CAIR directors announce lawsuit
CAIR directors announce the lawsuit at a press conference in Washington, DC Getty

Civil rights and advocacy group the Council for American Islamic Relations (CAIR) filed a federal lawsuit on Monday (30 January) claiming that US President Donald Trump's temporary travel ban on people from seven Muslim majority countries is unconstitutional.

CAIR said that the lawsuit was filed on behalf of "more than 20 named and 'John Doe' individuals".

The lawsuit claims that "the absence of the words Islam or Muslim does nothing to obscure" the law's real intent.

It goes on to say that the order has a "second and equally central purpose ... to initiate the mass expulsion of immigrant and nonimmigrant Muslims lawfully residing in the United States by denying them the ability to renew their lawful status or receive immigration benefits afforded to them under the Immigration and Nationality Act of 1965 – based solely on their religious beliefs".

The order has already been branded "unconstitutional, un-American, and unlawful" by the Attorney Generals of 15 states and the District of Columbia, and has sprouted protest movements all over the US. In the UK, it has led to calls for Trump's planned visit to be cancelled, with a petition reaching over 1.5 million signatures.

The White House struck back at criticism on Sunday (29 January) in a statement that took aim at the media and claimed that the order was similar to an Obama administration order from 2011.
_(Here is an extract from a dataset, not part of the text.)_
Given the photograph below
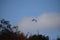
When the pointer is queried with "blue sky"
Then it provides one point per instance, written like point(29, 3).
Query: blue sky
point(15, 10)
"My policy is similar to what President Obama did in 2011 when he banned visas for refugees from Iraq for six months. The seven countries named in the Executive Order are the same countries previously identified by the Obama administration as sources of terror."

The statement also tried to attack the dubbing of the order as a Muslim ban. Trump said: "To be clear, this is not a Muslim ban as the media are falsely reporting. This is not about religion – this is about terror and keeping our country safe."

The CAIR lawsuit disputes that. Referring to the order as the "Muslim Exclusion Order", it reads: "The Muslim Exclusion Order is also narrower than originally proposed, because it applies only to a subset of Muslims rather than all Muslims. This, however, does not cure the policy of its constitutional infirmity. While the Muslim Exclusion Order does not apply to all Muslims, the policy only applies to Muslims."